Excessive debt can wear down even the toughest guy. While there are tried-and-tested methods to keep out of it, staying committed to your financial goal is what matters most. As debt payment is usually a long and uphill battle, only those with enough focus, determination, and patience can succeed.

Here are a few a few ways to pay off your credit card debt:

The Snowball Method
This method involves paying debts from the smallest to the largest, regardless of the interest rates. The snowball method aims to focus on one debt at a time. To accomplish this, list all your debts starting with the smallest balance. Do not mind the terms or interest rates unless two debts have similar payoffs.


When you start knocking off smaller debts, you can see quick results to keep you motivated. Make sure to focus your attention and keep stepping up to the next larger bill. According to Dave Ramsey, a proponent of this strategy, the snowball method can work well for every type of consumer.

Paying the Most Expensive Balance
The credit card account with the highest interest rate damages your record the most. If numbers motivate you, it is best to pay your debt with the highest balance.

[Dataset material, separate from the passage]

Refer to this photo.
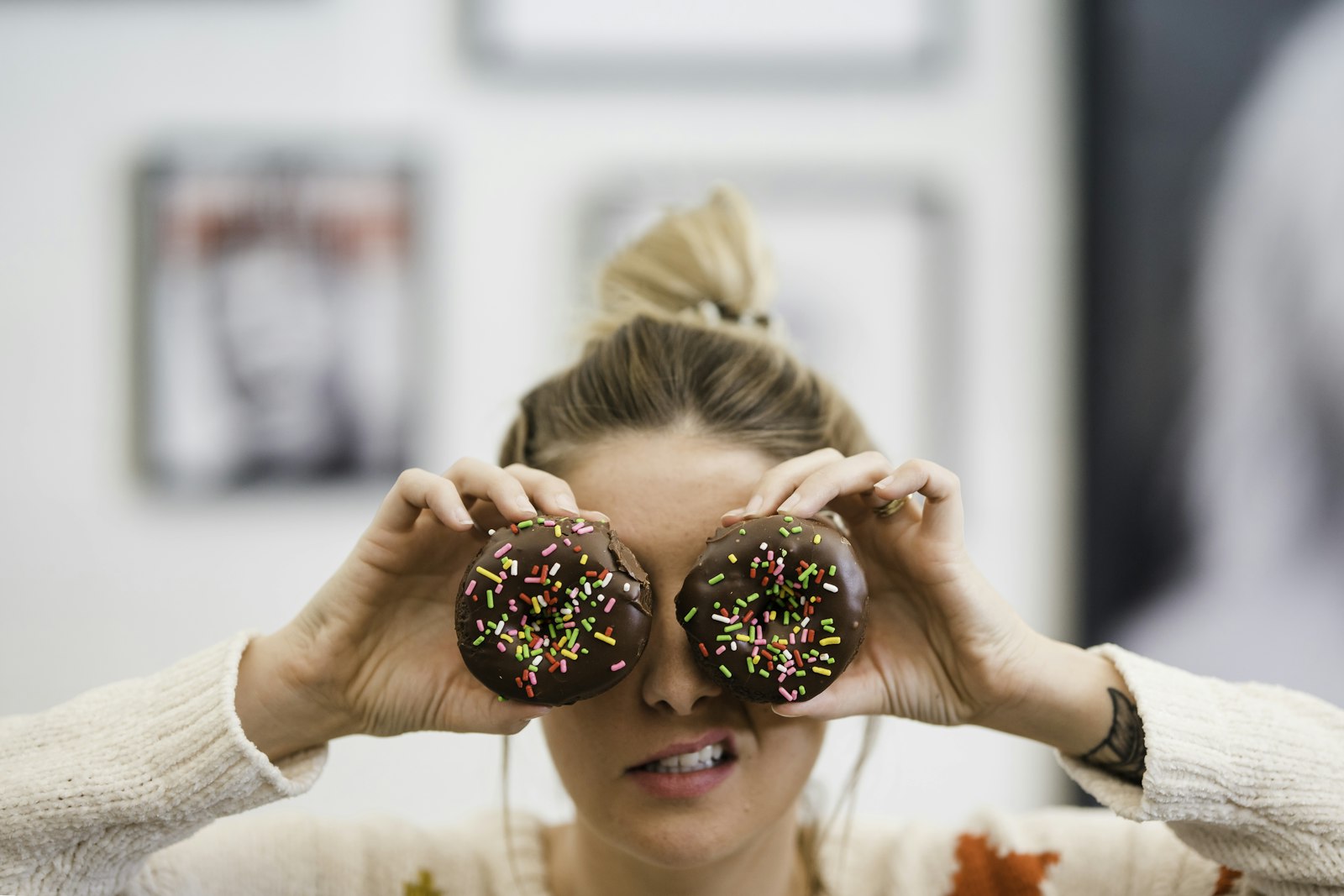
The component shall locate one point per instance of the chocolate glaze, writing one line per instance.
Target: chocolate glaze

If your account uses more than 30 percent of the credit line, you can pay that first to lower your debt utilization.

This strategy requires you to be focused on sticking to a strict payment plan. Through this method, you will end up paying the least amount of interest and become debt-free the fastest.

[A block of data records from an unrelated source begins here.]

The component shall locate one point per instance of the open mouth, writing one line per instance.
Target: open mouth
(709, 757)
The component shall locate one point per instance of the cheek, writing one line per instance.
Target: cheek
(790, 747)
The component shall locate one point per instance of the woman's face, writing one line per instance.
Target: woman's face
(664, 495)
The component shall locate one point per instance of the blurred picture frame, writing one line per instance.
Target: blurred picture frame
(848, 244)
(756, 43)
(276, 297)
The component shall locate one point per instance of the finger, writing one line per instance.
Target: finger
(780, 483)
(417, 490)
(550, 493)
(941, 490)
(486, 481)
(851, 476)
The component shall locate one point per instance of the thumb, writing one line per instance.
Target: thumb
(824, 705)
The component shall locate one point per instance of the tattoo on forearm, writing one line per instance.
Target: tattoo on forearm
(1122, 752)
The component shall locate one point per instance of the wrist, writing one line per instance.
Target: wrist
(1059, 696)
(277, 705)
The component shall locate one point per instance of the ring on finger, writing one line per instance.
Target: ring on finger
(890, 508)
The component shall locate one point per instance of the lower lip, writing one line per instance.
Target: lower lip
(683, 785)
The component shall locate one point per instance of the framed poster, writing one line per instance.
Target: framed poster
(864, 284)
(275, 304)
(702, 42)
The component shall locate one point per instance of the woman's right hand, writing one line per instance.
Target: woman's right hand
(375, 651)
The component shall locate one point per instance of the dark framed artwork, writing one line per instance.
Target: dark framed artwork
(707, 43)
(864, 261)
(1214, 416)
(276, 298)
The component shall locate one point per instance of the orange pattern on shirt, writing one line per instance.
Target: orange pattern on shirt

Consider Balance Transfers
This strategy can be a good way to slow down and take a stock of your debt. A credit card that features a low or no-interest introductory period of debt transferred to another credit card can help you take off a large credit balance over time.

In using balance transfer, you need to be committed to paying off your balance in a timely manner. If you do it without an action plan, it could be just a waste of time. Experts recommend dividing your credit by the number of month of which the zero or low interest rate applies and set a budget for your monthly payment.

Use Savings for Debt Reduction
If your debt seems overwhelming, you may consider using your savings. Do not drain completely, however; it is still better to have an emergency fund if something unfortunate happens. You wouldn't want to put yourself in a situation where you have to ask for money for emergency purposes.

Don't Move Your Debt Around
While moving your debt seems like a quick-fix debt solution, it can sometimes hurt your situation more. When you move your credit card balance, it is easy to believe that you've done something to solve your problem. More so, opening a new credit card reduces the average age of your account, which can reduce your credit score.

Keep in mind that if you plan to apply for any type of loan, opening a new credit card will negatively affect your credit score in the short term.

Choose a debt reduction strategy that motivates you most. Once you finally become debt free, try to monitor your finances. Start building an emergency fund that can cover up to six months of expenses.